NATURE ET TERROIR

Contexte - Carnettage : Précision ou symbolisme

En viticulture, le morcellement des vignobles est souvent présenté comme un indicateur de qualité. La vinification séparée de parcelles individuelles est considérée comme l'expression d'une précision particulière. Cette équation n'est cependant pas toujours exacte.

Le lotissement n'est pas une valeur en soi.

C'est un outil.

Le parcellaire désigne essentiellement la culture et la vinification séparées de parcelles de vignoble délimitées. Il présuppose que les différences entre ces parcelles sont pertinentes non seulement géographiquement, mais aussi fonctionnellement.

Toutes les frontières ne créent pas de différence.

Les vignobles sont rarement homogènes. La structure du sol, l'exposition, la disponibilité en eau et la circulation du vent peuvent varier sur une petite surface. Si ces différences sont stables et ont un impact sensoriel, la culture séparée peut s'avérer bénéfique.

Le lotissement n'a de sens que là où les différences sont viables.

Un critère essentiel est la reproductibilité.
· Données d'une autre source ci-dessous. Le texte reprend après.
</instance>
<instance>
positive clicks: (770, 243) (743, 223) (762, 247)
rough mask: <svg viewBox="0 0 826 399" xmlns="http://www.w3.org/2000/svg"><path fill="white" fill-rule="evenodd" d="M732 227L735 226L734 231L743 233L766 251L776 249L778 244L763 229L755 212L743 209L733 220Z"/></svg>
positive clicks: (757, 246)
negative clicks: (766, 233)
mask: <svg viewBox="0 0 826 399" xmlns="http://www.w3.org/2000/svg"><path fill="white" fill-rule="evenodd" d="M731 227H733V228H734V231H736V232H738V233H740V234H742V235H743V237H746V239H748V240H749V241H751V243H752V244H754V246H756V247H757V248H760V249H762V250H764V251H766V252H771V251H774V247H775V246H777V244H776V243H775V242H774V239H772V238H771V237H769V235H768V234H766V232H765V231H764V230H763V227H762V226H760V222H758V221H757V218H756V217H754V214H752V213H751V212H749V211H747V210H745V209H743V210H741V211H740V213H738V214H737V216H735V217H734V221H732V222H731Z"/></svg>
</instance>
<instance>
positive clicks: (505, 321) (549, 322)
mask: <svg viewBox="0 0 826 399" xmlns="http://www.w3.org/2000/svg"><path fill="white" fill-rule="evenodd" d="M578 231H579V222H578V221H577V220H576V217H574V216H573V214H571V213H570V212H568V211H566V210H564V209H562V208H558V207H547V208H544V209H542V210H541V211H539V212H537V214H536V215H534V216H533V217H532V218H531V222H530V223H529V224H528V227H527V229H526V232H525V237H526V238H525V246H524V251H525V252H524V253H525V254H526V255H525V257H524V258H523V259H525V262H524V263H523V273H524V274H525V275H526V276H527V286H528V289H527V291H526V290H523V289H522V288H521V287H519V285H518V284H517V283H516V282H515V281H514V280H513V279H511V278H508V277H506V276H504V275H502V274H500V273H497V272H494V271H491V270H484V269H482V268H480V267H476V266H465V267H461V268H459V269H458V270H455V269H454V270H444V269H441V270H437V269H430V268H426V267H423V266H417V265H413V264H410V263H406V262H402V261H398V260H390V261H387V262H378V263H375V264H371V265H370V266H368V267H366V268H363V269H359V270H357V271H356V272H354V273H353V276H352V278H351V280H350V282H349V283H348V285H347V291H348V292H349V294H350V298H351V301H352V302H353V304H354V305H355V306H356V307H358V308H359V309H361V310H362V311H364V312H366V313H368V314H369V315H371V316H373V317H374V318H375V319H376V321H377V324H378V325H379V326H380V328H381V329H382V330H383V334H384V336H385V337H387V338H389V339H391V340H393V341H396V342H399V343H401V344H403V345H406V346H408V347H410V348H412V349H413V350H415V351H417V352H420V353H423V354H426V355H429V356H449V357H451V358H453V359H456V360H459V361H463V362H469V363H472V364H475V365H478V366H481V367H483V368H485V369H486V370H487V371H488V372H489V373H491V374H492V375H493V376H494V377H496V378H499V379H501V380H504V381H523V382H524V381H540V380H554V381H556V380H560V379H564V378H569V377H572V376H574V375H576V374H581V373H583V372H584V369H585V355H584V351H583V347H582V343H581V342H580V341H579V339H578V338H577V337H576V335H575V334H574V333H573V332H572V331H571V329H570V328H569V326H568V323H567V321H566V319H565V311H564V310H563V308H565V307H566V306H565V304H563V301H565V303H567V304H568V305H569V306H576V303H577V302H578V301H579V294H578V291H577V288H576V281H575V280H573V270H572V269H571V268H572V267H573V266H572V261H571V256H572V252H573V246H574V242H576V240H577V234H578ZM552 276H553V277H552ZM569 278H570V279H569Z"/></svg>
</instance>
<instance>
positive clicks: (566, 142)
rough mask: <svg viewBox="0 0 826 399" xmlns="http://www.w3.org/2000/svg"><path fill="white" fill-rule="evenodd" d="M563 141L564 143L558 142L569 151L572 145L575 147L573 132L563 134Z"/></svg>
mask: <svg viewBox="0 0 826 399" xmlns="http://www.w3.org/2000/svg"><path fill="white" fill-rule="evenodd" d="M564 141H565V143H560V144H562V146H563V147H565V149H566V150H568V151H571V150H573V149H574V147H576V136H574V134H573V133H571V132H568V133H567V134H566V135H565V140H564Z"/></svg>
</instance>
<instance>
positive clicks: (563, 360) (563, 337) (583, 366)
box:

Si une zone présente un profil de maturation distinct ou une expression spécifique sur plusieurs années, la distinction devient compréhensible. Si les différences restent aléatoires ou liées aux conditions météorologiques, la fragmentation se produit sans aucun gain de connaissances.

La stabilité est plus importante que la cartographie.

La pertinence sensorielle est le facteur déterminant. Un horizon de sol différent ne justifie pas à lui seul une vinification séparée. Ce n'est que lorsque la structure, les arômes ou l'acidité diffèrent de manière répétée que la distinction devient significative.

La subdivision sert la précision – et non à accroître la complexité.

Un découpage trop fin des subdivisions peut avoir l'effet inverse. Si les plus petites zones sont considérées isolément, sans que leurs différences restent discernables, on engendre un travail administratif sans aucun avantage qualitatif.

Toutes les subdivisions n'améliorent pas la précision.

En revanche, une délimitation claire des parcelles permet une adaptation précise aux spécificités du vignoble, là où les différences sont bien réelles. On peut ainsi ajuster les périodes de maturation, contrôler précisément les rendements et varier les passages de vendange. Toutefois, cette différenciation exige que les parcelles restent gérables et observables.

Le lotissement accroît la densité de prise de décision.

Plus une zone est petite et bien délimitée, plus son comportement est directement perceptible. Les différences apparaissent plus nettement car elles ne sont pas estompées dans des unités plus vastes. Cela permet des réactions plus précises aux conditions météorologiques et aux processus de maturation.

Les grandes parcelles de terrain nécessitent une standardisation.

Des unités plus petites permettent la différenciation.

Ce qui importe, ce n'est pas le nombre de parcelles, mais leur pertinence. Une multitude de subdivisions artificielles sans distinction claire engendre une complexité inutile. À l'inverse, un nombre raisonnable de zones clairement délimitées structure l'espace.

Le parcellaire est un outil d'observation.

Cela oblige à percevoir et à évaluer les différences. Chaque vinification séparée est aussi un test : un caractère distinct se dégage-t-il ? Se maintient-il au fil des ans ? Dans le cas contraire, l’assemblage est souvent plus judicieux.

La précision ne naît pas de la fragmentation.

Elle résulte d'une séparation justifiée.

Pour le consommateur, le lotissement des vignobles reste généralement abstrait. Seul le résultat est visible : un vin qui apparaît clairement défini ou un assemblage composé d’éléments distincts.

La subdivision est utile lorsqu'elle permet de rendre visibles des différences qui autrement passeraient inaperçues.

Ce n'est pas une fin en soi.

C'est un moyen d'accéder à la clarté.